= Lucette Finas =

French author and essayist

Lucette Finas (born 13 July 1921) is a French author and essayist, part of the structuralist movement. She has published several articles relating interviews with French scholars and philosophers in the 1970s, like writers Nathalie Sarraute, philosopher and historian Michel Foucault or philosopher Jacques Derrida. In 1978, she was appointed an officer of the Ordre des Palmes académiques.

==Biography==
She grew up in Grenoble in a working-class family, her father was a railway worker and her mother a glove maker, in the working-class neighborhood of Place Saint-Bruno. Noticed by her teachers for her excellent academic results, thanks to the solid and strict education provided by her neighborhood elementary school, she had the opportunity to study at high school after elementary school, which was the only option available to children of working-class parents at the time. She went on to pursue higher education and university studies. She came second in the women's agrégation in literature in 1947, after devoting herself to Greek and Latin, which she believed would forever be forbidden to her. She moved to Paris in 1950.

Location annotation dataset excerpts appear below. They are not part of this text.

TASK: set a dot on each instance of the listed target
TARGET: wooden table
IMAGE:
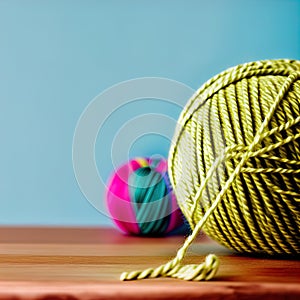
(85, 263)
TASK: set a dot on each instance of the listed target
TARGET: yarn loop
(234, 165)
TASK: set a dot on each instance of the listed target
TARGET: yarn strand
(244, 166)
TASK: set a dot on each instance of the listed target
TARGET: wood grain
(85, 263)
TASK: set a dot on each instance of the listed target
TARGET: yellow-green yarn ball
(238, 139)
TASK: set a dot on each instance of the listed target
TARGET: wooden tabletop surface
(85, 263)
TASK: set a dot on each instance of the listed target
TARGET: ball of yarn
(140, 199)
(235, 159)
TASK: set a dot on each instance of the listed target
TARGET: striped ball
(140, 198)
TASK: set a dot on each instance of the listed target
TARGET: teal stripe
(147, 186)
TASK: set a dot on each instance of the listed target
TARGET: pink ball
(140, 198)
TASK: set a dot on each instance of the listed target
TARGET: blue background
(57, 55)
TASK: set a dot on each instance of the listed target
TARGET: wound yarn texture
(234, 165)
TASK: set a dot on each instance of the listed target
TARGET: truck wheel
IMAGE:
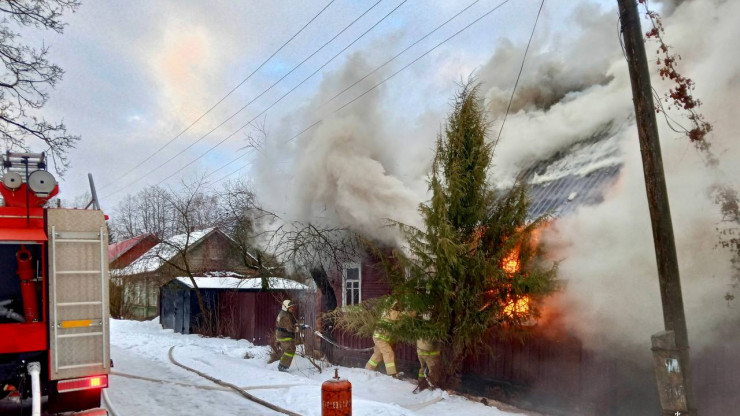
(73, 401)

Shortly after May 1968, Lucette Finas became a professor at Paris 8 University, where she remained until 1988. In 1977, she defended her doctoral thesis, entitled L'Acharnement comme principe et mode de lecture (Persistence as a principle and mode of reading). She is known as a specialist in Georges Bataille, Stéphane Mallarmé, and Jacques Derrida, among others. She contributes to a number of literary journals, in particular La Quinzaine littéraire.

A woman of letters, she worked and exchanged ideas with Hélène Cixous,Jacques Derrida,Roland Barthes, Edmond Jabès, Nathalie Sarraute, Raymond Jean, Claude Mouchard, Pierre Pachet, Michèle Manceaux, and many others.